The defendant also excepted to the submission of the question whether or not a "warning signal" should have been given. If by this term the Presiding Justice had meant the warning required to be given whenever a locomotive approaches within eighty rods of a grade crossing over a highway (P. L., c. 249, s. 23), there would be much force in the defendant's argument that a warning signal would not have prevented the accident. But the term was not so defined.
All persons are aware that the sound of a locomotive whistle carries for a very considerable distance, and the jury may well have concluded in the light of the judge's charge that due care under the peculiar circumstances of the case (one circumstance being the lateness of the train) demanded a continuous ringing of the bell and prolonged or repeated blasts of the whistle, and that these signals should have been commenced at a point far north of the crossing. Since the plaintiff's son was at all times within five feet of the cows, a finding that if such signals had been given he could have kept the cows from the track long enough for the train to pass was justified by the evidence.

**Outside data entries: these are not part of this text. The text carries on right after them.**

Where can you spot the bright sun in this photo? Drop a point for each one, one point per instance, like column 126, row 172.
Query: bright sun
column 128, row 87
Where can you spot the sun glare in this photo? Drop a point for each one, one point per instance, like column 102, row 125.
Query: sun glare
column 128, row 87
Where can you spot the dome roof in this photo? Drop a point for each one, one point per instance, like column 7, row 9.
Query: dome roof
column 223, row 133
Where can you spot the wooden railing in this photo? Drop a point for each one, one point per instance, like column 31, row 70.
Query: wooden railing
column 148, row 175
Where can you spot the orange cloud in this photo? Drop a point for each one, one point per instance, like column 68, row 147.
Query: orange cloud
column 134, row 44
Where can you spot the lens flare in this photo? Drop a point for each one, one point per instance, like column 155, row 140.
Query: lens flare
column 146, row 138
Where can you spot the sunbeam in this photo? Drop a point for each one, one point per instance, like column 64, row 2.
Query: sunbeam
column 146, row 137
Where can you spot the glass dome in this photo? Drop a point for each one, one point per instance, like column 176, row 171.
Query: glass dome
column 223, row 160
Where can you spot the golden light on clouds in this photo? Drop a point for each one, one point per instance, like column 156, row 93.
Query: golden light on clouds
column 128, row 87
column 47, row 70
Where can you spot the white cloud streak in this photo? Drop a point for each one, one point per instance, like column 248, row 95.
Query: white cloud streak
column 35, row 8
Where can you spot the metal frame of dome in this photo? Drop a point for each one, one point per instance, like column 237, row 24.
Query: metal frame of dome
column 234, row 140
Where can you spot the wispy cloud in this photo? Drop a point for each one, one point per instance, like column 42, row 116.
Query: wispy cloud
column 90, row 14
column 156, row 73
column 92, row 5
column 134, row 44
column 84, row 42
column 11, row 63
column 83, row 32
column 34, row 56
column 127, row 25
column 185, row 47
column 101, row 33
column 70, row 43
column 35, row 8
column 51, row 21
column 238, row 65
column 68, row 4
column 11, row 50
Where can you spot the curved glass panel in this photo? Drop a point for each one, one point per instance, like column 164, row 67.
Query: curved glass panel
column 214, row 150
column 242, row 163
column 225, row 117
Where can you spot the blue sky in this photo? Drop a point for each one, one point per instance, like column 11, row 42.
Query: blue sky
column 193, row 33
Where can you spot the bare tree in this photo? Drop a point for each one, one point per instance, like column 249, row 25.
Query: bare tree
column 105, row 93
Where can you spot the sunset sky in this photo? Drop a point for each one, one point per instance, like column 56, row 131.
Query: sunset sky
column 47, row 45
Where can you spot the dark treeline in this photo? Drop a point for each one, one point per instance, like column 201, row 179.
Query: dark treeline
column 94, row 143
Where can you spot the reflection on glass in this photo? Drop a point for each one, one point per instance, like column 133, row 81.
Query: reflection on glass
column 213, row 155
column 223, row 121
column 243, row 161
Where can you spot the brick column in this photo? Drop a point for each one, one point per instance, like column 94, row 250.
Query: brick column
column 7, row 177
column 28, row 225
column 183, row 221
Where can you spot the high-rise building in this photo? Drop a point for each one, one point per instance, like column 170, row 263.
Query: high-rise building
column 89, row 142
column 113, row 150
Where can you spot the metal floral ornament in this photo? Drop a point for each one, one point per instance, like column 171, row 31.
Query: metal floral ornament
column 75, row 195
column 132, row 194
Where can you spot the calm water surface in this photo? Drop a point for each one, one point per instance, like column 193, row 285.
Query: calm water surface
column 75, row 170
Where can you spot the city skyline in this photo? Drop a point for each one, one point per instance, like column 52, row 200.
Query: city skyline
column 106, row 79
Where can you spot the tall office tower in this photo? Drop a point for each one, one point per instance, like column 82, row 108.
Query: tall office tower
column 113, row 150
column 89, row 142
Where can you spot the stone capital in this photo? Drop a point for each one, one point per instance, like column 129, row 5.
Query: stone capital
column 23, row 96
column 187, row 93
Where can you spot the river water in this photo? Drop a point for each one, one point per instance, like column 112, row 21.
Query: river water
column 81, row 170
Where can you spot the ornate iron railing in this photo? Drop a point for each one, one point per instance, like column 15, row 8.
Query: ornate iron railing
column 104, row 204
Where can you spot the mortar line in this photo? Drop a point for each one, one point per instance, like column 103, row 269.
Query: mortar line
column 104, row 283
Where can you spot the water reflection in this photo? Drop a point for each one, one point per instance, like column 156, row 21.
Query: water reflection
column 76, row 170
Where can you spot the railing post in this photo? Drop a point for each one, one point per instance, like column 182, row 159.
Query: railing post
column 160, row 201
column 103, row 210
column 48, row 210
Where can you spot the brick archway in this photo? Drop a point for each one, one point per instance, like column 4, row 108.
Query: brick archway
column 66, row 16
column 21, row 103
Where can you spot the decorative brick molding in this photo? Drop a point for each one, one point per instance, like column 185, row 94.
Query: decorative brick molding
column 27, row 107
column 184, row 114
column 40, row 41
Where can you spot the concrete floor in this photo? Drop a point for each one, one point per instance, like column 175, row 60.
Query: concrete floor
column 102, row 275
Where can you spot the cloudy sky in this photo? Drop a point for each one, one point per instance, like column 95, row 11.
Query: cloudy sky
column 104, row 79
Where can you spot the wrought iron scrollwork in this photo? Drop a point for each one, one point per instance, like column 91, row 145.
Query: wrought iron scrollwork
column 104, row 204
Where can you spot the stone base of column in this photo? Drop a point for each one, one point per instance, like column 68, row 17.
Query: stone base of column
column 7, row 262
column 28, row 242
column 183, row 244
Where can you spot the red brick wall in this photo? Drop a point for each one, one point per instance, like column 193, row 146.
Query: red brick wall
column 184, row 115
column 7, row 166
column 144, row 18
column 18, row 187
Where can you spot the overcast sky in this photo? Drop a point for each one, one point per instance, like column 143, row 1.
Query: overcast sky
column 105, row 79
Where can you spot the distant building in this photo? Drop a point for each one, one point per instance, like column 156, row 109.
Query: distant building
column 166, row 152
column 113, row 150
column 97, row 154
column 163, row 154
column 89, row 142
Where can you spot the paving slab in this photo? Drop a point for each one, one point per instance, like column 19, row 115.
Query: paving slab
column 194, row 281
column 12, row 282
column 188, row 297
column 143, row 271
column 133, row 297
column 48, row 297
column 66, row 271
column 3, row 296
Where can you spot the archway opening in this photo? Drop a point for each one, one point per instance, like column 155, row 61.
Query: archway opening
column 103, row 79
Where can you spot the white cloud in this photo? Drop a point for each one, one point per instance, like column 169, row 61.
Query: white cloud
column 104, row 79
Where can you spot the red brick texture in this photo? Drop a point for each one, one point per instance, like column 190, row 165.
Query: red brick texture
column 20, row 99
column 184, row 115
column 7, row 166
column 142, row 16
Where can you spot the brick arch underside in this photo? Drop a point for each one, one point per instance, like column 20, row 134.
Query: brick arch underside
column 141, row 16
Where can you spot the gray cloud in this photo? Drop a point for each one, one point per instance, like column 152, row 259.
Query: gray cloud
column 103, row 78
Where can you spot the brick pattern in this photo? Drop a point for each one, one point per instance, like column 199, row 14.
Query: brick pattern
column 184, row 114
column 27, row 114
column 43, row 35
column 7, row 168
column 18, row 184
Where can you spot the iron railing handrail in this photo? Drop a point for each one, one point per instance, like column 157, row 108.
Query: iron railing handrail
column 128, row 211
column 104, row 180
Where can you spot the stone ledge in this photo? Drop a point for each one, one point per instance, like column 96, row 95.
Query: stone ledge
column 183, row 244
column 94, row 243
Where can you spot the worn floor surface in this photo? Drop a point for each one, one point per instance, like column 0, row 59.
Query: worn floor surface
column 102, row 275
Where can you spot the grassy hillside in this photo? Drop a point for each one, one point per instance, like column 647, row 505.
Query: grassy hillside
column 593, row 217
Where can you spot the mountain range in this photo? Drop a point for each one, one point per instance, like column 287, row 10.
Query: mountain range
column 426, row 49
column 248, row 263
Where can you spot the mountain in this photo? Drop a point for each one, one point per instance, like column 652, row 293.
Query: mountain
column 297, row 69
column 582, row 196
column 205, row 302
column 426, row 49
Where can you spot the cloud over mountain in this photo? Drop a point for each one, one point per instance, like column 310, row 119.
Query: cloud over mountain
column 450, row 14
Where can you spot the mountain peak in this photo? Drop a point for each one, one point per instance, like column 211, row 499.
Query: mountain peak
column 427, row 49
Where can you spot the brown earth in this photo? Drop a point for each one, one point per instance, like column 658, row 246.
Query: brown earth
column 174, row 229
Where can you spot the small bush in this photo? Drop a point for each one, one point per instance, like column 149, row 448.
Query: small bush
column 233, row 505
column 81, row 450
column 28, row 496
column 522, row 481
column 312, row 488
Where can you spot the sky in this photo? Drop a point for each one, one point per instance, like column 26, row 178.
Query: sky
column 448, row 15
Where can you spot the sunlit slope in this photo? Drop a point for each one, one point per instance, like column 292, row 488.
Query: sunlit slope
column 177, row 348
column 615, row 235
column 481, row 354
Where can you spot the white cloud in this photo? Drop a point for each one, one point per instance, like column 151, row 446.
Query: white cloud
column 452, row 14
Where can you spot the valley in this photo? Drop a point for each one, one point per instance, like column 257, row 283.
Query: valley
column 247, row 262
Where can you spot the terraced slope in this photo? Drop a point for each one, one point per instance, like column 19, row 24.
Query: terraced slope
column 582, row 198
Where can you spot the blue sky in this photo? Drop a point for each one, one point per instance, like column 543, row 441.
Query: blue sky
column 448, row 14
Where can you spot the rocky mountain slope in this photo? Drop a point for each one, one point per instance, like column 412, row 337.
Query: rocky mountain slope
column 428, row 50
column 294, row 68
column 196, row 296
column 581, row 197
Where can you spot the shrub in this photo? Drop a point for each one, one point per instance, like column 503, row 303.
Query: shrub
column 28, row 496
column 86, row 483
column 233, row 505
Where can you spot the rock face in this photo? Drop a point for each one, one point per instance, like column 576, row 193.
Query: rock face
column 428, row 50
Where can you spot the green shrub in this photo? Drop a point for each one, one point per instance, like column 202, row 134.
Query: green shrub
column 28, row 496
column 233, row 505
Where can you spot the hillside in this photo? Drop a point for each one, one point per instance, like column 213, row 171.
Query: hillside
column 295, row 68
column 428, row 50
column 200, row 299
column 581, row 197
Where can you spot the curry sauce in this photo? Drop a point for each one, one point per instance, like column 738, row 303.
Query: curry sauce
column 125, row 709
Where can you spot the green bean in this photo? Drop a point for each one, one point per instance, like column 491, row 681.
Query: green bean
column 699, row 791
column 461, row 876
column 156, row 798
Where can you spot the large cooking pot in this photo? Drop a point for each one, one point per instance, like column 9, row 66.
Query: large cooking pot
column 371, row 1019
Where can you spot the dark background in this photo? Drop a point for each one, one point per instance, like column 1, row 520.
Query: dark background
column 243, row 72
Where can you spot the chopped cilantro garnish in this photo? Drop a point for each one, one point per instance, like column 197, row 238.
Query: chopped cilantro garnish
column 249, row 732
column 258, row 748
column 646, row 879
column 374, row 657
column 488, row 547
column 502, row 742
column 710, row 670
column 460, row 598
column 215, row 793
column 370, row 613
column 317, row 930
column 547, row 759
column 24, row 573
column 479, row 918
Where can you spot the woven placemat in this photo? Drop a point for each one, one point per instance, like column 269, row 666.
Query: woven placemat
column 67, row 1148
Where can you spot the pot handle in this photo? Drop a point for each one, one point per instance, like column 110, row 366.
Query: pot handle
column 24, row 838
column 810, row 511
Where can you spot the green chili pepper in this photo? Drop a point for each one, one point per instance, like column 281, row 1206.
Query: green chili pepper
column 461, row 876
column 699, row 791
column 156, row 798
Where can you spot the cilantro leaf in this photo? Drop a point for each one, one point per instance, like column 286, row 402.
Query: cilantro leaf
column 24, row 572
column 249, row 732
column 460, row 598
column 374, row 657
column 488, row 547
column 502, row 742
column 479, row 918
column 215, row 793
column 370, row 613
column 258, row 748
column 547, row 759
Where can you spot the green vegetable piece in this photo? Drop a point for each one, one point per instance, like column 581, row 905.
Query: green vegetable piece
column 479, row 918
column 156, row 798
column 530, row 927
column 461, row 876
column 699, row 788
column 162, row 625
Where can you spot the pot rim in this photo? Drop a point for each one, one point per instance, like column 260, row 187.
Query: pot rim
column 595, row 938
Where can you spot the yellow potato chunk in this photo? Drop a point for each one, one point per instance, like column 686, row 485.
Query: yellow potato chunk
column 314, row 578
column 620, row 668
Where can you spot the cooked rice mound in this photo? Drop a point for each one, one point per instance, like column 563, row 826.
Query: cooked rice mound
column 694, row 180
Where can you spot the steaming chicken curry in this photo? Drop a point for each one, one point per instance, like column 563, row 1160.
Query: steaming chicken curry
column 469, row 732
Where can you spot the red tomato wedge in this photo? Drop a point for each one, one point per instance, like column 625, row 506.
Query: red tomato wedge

The necessity for warning signals, the point at which, if reasonably required, they should have been initiated, and their efficacy, if given, were all questions of fact properly dealt with by the Presiding Justice in his instructions to the jury.
After the defendant had moved for a nonsuit, the plaintiff was permitted to reopen the case and introduce evidence relating to the speed of the train. The defendant excepted on the ground that the only allegations of negligence in the writ were "failure to give a signal and failure to cut down the banks along both sides of the track." The evidence was admissible. The speed of the train was a circumstance to be considered in determining the necessity for signals. Watkins v. Railroad, 83 N.H. 10, 12; Perreault v. Company, 87 N.H. 306, 311. Furthermore, although excessive speed is not specifically alleged in the declaration, it is there stated in general terms that the defendant "negligently, unskillfully and unlawfully managed, governed, controlled and conducted said engine and train," and that "for want of good and sufficient care and management thereof," the plaintiff sustained his loss. It was within the discretion of the trial court to permit the plaintiff to reopen his case. Stone v. Mills, 71 N.H. 288, 290.
The defendant's exceptions are overruled.
Judgment on the verdict.
ALLEN, C. J, concurred in the result: the others concurred.